I can't wait to finally be able to keep bees! I adore honey bees. Once I finish moving to Escanaba next month, I'll be able to set everything up. I actually already have the hive and all the equipment ordered. In addition, I pre ordered a 3lb bee package of Minnesota Hygienic Bees (with queen of course!) to arrive a week or so after my move date. Everything will be set up for those awesome little social bugs to move in. I've buried myself in books and info. While I don't have a mentor (sad!) I am pretty sure I can get started on the right foot. In addition to them having fruit trees on the property to pollinate, there is plenty of alfalfa, big basswood trees, and I am also planting a few Diervilla lonicera for them, a shrub variety of honeysuckle that is native to Michigan and blooms from spring all through the summer and is a great nectar source for bees, butterflies, and hummingbirds. Originally I was just going to get mason bees. Their real purpose will be pollination of the fruit trees on the property. However, I have the time and money to commit to honey bees. I know I am not allergic to bees, which is a big plus. Actually, throughout my childhood people thought me odd because I could scoop a honey or bumblebee off a flower to take a closer look without getting stung. I have been stung by being silly and stepping on them barefoot when I had no idea they were underfoot, though! 
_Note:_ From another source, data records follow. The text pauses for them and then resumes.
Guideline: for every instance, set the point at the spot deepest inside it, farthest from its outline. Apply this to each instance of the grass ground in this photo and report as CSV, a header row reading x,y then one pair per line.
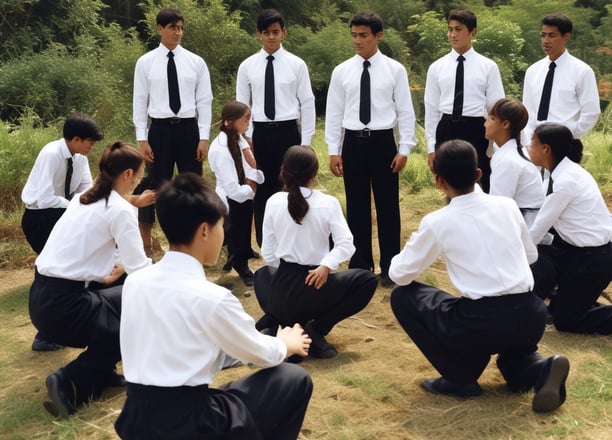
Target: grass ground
x,y
371,391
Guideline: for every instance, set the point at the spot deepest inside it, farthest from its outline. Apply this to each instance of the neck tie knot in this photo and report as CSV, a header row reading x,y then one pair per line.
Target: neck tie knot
x,y
269,96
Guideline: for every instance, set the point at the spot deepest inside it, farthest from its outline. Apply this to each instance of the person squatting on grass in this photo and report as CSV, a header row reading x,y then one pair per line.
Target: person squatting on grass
x,y
576,268
487,249
92,246
178,328
299,283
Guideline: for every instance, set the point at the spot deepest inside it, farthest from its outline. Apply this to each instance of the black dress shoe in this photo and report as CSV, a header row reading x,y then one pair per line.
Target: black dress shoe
x,y
550,388
61,394
319,347
41,345
448,388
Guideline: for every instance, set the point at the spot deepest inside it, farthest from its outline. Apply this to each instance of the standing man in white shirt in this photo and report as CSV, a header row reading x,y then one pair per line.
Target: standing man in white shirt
x,y
460,89
276,84
573,98
359,123
496,311
172,108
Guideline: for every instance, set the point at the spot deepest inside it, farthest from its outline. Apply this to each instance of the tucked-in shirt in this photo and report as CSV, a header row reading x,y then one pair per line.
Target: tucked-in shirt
x,y
484,241
151,96
516,177
391,102
293,95
45,185
482,88
176,326
308,243
82,244
222,164
574,99
575,208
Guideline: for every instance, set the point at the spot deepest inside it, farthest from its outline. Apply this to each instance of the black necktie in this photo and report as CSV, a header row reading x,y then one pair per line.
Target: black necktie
x,y
269,109
173,92
458,102
545,101
364,95
68,178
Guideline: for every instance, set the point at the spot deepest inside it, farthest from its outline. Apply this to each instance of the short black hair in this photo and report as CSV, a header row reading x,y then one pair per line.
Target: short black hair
x,y
184,203
169,16
560,21
465,16
267,17
371,19
83,126
456,161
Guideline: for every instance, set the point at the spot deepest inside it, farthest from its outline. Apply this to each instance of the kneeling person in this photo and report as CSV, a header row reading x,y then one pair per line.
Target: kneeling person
x,y
487,249
177,329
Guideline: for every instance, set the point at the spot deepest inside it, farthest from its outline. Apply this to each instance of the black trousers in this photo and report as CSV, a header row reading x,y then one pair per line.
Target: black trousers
x,y
271,140
366,162
238,237
269,404
470,129
37,225
173,144
283,294
74,316
580,275
459,335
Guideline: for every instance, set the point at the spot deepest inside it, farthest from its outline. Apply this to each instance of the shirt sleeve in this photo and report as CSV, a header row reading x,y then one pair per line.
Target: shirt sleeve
x,y
421,250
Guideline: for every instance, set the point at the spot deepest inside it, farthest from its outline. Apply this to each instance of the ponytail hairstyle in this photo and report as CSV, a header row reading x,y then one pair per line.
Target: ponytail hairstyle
x,y
232,111
517,116
116,158
300,166
560,140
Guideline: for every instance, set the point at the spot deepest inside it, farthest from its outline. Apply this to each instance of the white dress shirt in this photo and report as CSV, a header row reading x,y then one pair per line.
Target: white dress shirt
x,y
176,326
45,185
293,95
484,241
82,244
308,243
515,177
222,164
151,89
575,208
574,99
482,88
391,102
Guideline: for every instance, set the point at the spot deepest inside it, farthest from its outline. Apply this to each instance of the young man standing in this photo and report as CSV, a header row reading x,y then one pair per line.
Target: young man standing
x,y
60,171
496,312
368,158
172,89
460,89
560,87
276,84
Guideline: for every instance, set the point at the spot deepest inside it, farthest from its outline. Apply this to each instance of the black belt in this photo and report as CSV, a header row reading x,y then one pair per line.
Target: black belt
x,y
275,124
172,121
366,132
447,117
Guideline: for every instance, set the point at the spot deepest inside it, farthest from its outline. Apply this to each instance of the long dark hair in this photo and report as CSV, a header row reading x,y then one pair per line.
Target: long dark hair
x,y
232,111
560,140
300,165
116,158
516,114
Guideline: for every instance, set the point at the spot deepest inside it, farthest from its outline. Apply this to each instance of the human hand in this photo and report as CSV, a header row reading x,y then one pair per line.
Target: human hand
x,y
294,338
335,165
146,151
317,277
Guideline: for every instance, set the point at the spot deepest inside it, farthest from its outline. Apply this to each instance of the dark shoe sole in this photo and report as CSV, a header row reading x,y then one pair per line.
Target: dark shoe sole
x,y
551,395
58,406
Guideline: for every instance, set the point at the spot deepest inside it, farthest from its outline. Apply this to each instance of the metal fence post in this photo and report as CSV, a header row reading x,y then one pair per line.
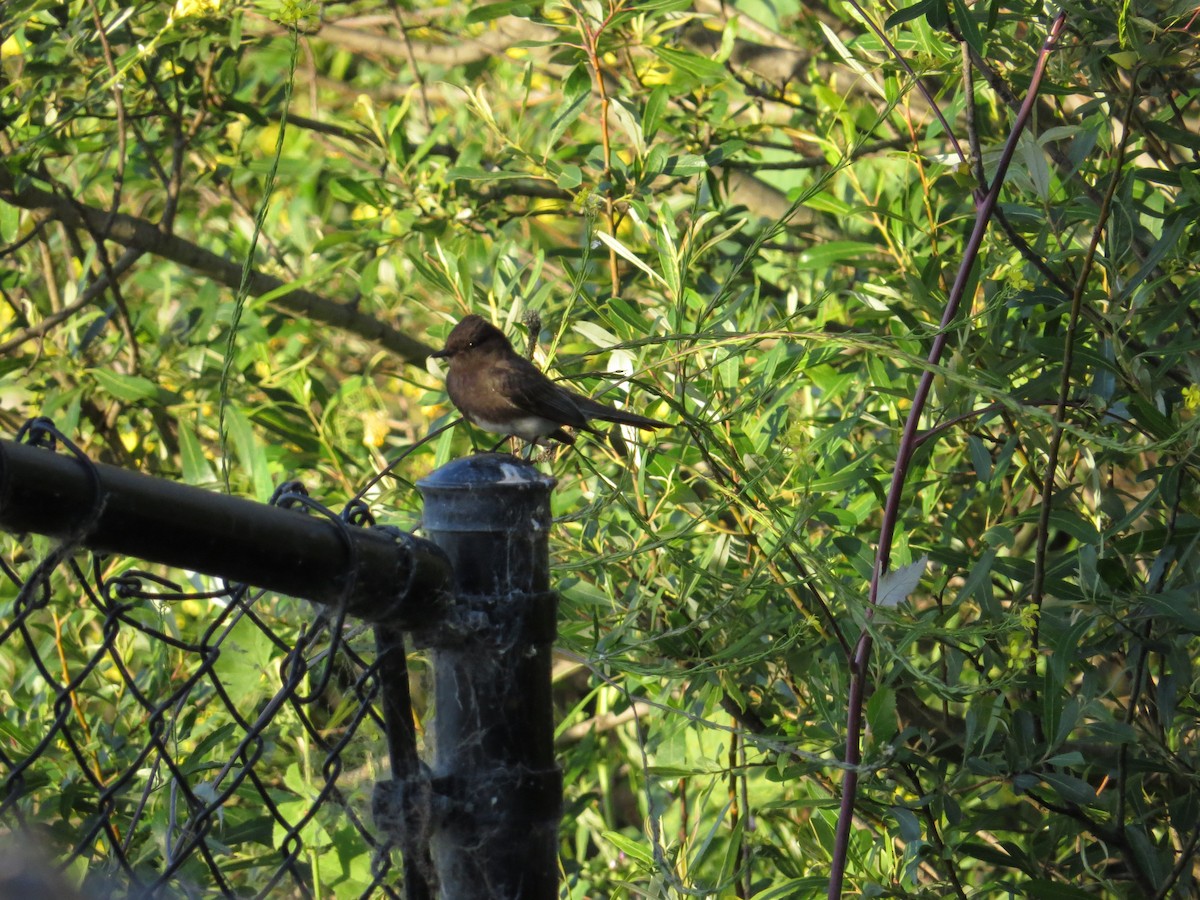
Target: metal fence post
x,y
497,790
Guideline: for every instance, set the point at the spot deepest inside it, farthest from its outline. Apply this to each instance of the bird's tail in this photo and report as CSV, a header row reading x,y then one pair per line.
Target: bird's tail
x,y
592,409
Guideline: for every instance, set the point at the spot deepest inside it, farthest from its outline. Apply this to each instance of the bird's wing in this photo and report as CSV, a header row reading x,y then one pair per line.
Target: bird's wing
x,y
539,395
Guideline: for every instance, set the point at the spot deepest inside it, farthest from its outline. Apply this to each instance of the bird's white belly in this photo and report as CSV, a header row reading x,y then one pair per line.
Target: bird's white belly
x,y
527,427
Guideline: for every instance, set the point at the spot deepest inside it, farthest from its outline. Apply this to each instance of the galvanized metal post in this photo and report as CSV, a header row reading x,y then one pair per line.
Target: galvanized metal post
x,y
497,790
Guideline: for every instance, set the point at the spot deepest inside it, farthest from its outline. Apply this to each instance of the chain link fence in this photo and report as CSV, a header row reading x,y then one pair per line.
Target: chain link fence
x,y
167,735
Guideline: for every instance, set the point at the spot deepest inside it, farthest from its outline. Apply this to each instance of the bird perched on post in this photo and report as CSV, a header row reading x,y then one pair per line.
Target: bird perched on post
x,y
501,391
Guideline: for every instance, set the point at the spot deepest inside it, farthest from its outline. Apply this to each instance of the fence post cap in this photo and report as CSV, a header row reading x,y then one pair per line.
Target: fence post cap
x,y
486,492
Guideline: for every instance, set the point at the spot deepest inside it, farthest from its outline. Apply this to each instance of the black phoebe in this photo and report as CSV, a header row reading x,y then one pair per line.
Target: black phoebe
x,y
503,393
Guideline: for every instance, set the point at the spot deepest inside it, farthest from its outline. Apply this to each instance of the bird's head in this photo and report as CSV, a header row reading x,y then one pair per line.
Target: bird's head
x,y
472,335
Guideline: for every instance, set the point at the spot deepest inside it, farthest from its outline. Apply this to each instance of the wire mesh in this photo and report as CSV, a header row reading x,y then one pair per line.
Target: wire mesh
x,y
172,736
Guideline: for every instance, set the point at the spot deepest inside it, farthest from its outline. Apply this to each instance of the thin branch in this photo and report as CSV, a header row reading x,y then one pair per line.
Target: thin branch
x,y
139,234
861,658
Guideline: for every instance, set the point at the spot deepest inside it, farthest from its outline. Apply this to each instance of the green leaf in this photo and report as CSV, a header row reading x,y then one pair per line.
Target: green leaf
x,y
701,67
521,9
631,849
196,468
132,389
907,13
653,111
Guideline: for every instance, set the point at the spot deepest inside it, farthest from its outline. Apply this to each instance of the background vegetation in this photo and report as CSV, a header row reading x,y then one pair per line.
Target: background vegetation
x,y
229,233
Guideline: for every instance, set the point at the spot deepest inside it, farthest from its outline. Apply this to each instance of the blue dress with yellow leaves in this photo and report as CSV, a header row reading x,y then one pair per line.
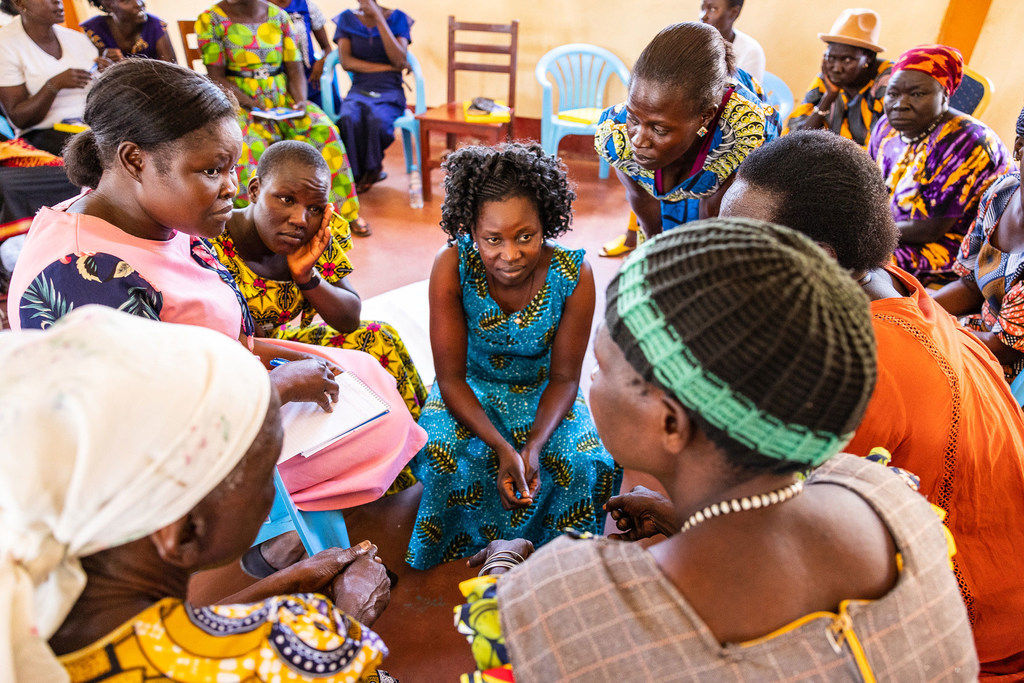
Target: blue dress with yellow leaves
x,y
508,360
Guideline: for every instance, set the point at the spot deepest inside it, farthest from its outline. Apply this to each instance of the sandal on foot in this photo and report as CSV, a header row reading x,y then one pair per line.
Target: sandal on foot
x,y
615,248
360,227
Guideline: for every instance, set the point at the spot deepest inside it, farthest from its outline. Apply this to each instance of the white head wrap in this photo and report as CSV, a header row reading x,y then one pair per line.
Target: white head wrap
x,y
112,427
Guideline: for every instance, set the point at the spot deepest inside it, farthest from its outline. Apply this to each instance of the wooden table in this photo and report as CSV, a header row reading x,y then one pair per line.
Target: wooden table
x,y
450,119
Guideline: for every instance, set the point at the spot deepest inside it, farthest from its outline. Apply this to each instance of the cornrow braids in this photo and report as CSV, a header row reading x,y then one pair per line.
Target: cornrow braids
x,y
691,57
478,174
756,331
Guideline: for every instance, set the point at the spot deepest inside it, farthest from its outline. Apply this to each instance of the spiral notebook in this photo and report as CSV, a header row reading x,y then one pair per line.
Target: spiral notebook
x,y
308,429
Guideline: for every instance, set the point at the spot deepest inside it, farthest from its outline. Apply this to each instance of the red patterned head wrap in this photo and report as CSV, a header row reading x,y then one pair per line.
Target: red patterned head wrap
x,y
940,61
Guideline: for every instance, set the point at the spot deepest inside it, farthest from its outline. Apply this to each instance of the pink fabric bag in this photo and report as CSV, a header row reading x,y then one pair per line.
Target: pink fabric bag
x,y
361,466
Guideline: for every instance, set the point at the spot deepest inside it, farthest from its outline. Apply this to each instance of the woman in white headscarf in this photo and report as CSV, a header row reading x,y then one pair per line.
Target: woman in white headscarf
x,y
109,503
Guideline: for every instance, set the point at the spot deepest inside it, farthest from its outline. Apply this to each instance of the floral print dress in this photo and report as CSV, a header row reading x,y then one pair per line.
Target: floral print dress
x,y
281,310
254,55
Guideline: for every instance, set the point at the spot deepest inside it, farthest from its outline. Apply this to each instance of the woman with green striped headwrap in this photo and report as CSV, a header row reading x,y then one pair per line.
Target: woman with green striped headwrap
x,y
735,354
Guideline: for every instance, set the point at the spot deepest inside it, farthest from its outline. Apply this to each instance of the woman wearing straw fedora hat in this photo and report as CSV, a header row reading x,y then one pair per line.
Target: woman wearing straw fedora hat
x,y
846,96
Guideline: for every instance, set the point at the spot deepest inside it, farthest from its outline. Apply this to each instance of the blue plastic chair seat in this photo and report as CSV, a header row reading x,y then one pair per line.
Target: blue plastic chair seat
x,y
581,73
318,530
407,123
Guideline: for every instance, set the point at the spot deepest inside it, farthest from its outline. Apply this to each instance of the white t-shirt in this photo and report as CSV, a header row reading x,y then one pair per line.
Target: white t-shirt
x,y
750,55
24,62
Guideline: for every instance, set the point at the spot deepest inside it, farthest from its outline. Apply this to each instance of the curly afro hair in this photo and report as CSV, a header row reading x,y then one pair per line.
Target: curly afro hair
x,y
478,174
828,188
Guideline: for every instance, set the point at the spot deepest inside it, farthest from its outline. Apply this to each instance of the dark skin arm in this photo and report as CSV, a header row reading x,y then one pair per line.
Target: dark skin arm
x,y
566,359
647,209
217,74
449,341
337,303
26,111
349,62
325,43
815,120
960,298
924,230
709,206
964,297
296,79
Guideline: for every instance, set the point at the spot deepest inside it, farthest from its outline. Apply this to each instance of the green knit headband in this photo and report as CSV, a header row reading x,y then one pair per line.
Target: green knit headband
x,y
676,368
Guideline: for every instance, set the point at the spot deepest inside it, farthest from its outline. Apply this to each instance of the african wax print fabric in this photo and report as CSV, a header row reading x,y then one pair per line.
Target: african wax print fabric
x,y
299,637
849,117
744,123
248,49
998,274
283,312
942,175
508,364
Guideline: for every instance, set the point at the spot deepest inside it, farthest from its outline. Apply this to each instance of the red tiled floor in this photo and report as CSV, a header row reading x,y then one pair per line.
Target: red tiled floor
x,y
418,625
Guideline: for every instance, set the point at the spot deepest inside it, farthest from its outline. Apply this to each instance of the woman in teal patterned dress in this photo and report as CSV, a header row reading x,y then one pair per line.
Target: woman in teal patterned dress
x,y
510,315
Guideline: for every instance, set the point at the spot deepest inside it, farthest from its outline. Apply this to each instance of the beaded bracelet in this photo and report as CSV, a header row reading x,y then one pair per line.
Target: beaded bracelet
x,y
311,284
503,558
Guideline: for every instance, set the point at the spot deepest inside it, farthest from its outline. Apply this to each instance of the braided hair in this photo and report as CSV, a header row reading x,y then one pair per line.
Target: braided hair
x,y
478,174
762,338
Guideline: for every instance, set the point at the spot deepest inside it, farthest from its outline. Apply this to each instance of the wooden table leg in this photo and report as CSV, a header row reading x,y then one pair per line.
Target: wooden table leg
x,y
425,160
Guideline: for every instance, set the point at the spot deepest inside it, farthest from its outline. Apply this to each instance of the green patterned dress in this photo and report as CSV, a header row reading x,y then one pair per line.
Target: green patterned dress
x,y
508,361
254,55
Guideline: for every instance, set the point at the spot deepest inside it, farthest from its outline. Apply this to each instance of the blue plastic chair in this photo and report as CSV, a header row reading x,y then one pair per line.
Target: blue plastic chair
x,y
318,530
973,94
407,123
778,95
1017,388
581,73
5,128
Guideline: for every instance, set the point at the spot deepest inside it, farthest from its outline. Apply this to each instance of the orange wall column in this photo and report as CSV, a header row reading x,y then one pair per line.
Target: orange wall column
x,y
71,14
963,24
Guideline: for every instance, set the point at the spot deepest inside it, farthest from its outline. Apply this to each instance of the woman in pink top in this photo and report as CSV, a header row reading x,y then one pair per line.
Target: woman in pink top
x,y
161,161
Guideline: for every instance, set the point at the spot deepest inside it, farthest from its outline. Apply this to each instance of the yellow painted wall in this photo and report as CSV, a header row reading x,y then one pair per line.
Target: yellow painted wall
x,y
998,55
786,29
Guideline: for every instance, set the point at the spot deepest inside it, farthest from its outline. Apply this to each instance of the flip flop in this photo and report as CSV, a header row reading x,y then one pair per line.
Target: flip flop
x,y
360,227
615,248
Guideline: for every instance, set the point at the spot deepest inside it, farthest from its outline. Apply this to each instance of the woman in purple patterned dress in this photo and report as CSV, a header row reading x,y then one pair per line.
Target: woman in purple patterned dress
x,y
937,162
127,28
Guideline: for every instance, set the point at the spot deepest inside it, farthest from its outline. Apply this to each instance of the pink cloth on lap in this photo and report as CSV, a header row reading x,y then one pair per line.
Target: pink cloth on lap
x,y
327,480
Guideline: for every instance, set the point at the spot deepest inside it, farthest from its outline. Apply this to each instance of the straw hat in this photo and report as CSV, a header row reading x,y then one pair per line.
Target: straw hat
x,y
855,27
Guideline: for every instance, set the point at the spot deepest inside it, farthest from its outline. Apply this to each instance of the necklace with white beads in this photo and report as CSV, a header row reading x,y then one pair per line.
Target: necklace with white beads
x,y
743,504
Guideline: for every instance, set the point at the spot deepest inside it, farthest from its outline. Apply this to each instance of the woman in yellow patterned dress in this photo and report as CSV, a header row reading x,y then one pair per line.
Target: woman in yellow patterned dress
x,y
94,567
287,253
249,48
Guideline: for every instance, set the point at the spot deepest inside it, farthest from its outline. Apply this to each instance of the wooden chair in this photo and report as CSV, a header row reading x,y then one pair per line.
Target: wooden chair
x,y
450,119
193,54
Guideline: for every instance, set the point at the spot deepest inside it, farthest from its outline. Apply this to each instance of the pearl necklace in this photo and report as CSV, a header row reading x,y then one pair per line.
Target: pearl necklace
x,y
743,504
922,135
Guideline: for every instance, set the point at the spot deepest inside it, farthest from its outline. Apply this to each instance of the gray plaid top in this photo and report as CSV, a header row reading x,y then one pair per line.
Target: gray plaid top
x,y
600,610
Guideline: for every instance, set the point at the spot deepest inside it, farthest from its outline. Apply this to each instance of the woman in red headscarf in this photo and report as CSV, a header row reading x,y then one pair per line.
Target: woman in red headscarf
x,y
937,162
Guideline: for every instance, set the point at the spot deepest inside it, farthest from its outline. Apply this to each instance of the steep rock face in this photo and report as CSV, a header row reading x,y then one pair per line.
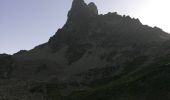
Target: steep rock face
x,y
90,54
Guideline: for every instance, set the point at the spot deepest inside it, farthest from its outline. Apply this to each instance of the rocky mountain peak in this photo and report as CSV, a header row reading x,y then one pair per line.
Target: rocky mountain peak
x,y
92,7
80,12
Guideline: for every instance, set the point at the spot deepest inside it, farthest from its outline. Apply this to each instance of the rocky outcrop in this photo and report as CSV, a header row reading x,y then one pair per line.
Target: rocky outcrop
x,y
91,56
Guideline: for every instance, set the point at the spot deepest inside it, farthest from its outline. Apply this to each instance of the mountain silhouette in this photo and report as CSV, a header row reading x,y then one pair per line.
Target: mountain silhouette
x,y
92,57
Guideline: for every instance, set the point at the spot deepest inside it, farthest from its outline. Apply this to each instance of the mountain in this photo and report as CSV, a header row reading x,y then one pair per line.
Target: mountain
x,y
92,57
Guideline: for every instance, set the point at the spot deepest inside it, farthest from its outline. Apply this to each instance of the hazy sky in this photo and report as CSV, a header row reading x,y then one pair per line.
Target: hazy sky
x,y
27,23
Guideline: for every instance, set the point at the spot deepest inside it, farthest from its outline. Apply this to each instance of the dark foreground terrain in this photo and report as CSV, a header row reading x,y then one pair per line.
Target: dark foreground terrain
x,y
92,57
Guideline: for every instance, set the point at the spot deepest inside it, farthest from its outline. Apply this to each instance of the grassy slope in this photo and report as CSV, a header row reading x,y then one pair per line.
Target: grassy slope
x,y
150,83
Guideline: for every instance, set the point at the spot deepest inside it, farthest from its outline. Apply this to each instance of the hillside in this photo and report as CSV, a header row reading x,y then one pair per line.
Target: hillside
x,y
92,57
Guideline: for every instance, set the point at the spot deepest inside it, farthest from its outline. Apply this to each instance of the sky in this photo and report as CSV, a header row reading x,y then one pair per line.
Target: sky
x,y
25,24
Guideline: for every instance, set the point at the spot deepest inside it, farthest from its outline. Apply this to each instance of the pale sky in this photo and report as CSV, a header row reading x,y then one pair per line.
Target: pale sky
x,y
25,24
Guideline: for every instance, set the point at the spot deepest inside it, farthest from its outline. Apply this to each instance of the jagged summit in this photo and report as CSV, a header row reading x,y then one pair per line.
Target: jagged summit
x,y
81,12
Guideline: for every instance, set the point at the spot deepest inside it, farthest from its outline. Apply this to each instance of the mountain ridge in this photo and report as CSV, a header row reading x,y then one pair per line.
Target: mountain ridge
x,y
92,57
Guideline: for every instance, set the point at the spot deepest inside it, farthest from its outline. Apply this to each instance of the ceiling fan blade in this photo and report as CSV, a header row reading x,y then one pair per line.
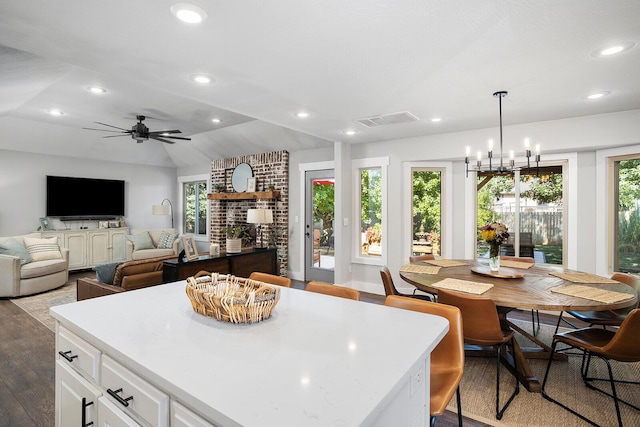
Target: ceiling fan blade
x,y
102,130
161,139
111,126
166,131
151,135
115,136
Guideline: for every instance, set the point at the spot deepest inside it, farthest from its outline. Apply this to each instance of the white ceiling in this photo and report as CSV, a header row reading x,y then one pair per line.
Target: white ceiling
x,y
339,60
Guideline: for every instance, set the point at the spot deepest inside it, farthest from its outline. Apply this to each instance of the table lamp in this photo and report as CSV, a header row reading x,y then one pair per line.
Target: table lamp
x,y
260,216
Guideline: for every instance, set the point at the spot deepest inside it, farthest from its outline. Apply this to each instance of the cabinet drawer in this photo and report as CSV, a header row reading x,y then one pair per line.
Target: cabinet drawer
x,y
78,353
184,417
133,394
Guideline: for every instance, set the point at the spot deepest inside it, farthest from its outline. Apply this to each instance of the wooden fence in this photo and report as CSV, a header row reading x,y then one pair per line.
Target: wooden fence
x,y
545,227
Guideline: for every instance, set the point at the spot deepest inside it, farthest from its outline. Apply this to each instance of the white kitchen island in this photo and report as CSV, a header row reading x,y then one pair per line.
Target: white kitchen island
x,y
318,361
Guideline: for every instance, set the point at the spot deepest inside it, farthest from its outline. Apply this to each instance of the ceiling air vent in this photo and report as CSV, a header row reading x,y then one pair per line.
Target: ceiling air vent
x,y
387,119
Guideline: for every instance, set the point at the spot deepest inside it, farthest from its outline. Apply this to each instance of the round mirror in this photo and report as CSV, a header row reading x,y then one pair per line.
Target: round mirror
x,y
239,177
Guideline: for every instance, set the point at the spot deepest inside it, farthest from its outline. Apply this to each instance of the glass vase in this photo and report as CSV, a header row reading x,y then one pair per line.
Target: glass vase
x,y
494,257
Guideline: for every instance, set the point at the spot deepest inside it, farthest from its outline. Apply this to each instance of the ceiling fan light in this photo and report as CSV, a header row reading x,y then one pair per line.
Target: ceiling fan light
x,y
96,89
189,13
201,79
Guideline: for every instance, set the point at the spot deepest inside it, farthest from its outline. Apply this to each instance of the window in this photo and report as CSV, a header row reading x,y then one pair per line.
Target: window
x,y
426,213
530,204
194,202
627,214
370,181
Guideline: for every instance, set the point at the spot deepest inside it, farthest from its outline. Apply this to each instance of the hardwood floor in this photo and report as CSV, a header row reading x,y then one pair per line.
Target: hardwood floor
x,y
27,368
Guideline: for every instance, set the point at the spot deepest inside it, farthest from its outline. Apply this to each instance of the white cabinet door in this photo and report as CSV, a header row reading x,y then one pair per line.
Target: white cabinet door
x,y
98,243
109,415
76,398
183,417
118,245
77,245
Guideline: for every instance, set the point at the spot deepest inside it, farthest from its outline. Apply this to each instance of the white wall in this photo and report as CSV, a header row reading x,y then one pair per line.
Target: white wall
x,y
23,189
575,140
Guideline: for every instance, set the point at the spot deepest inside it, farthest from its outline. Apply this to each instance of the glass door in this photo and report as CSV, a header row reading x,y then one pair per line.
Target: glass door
x,y
627,215
530,204
319,225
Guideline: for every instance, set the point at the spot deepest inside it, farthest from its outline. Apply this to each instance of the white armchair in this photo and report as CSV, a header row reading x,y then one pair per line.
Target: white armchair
x,y
143,244
20,276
Glad to be here and absorb even more knowledge! I know the bees will teach me a lot, but I hope to learn as much as I can before they get here!


----------



## sevenmmm (Mar 5, 2011)

Wow. you are hooked deep!

I have some property near Cedar River I am planning to set up an apiary. I ice fish on Little Bay often and maybe mine wifey and I would meet you for lunch some winter.

Good Luck!


----------



## AmericasBeekeeper (Jan 24, 2010)

Welcome Stacy!


----------



## Stacykins (Apr 26, 2011)

Thank you for the warm welcome! 

Sevenmmm, the Little Bay de Noc did look like a great place to ice fish when I took a winter stroll in Ludington Park this past winter. Plenty of ice fishing houses out on the ice!


----------



## clintonbemrose (Oct 23, 2001)

Welcome from a use to be Yuper (Llanse MI) Watch out for the bears there you'll need a good bear fence.
Clint


----------



## Stacykins (Apr 26, 2011)

Hadn't even thought of bears, since we have a ton of coyotes on and around the property and I focused on 'yote proofing my chicken coop. Now I'll have to research bear proofing the beehive and chooks.


----------



## Erik the Red (May 27, 2010)

Welcome Stacykins! I always like to see yoopers on any forum I'm on. I went to MTU for <ahem> the better part of a decade, so I'm a little envious that you get to do your beeking up there. Congrats on your newest hobby. Ask questions, because there's a ton of knowledge on here. Couldn't ask for a better crowd.


----------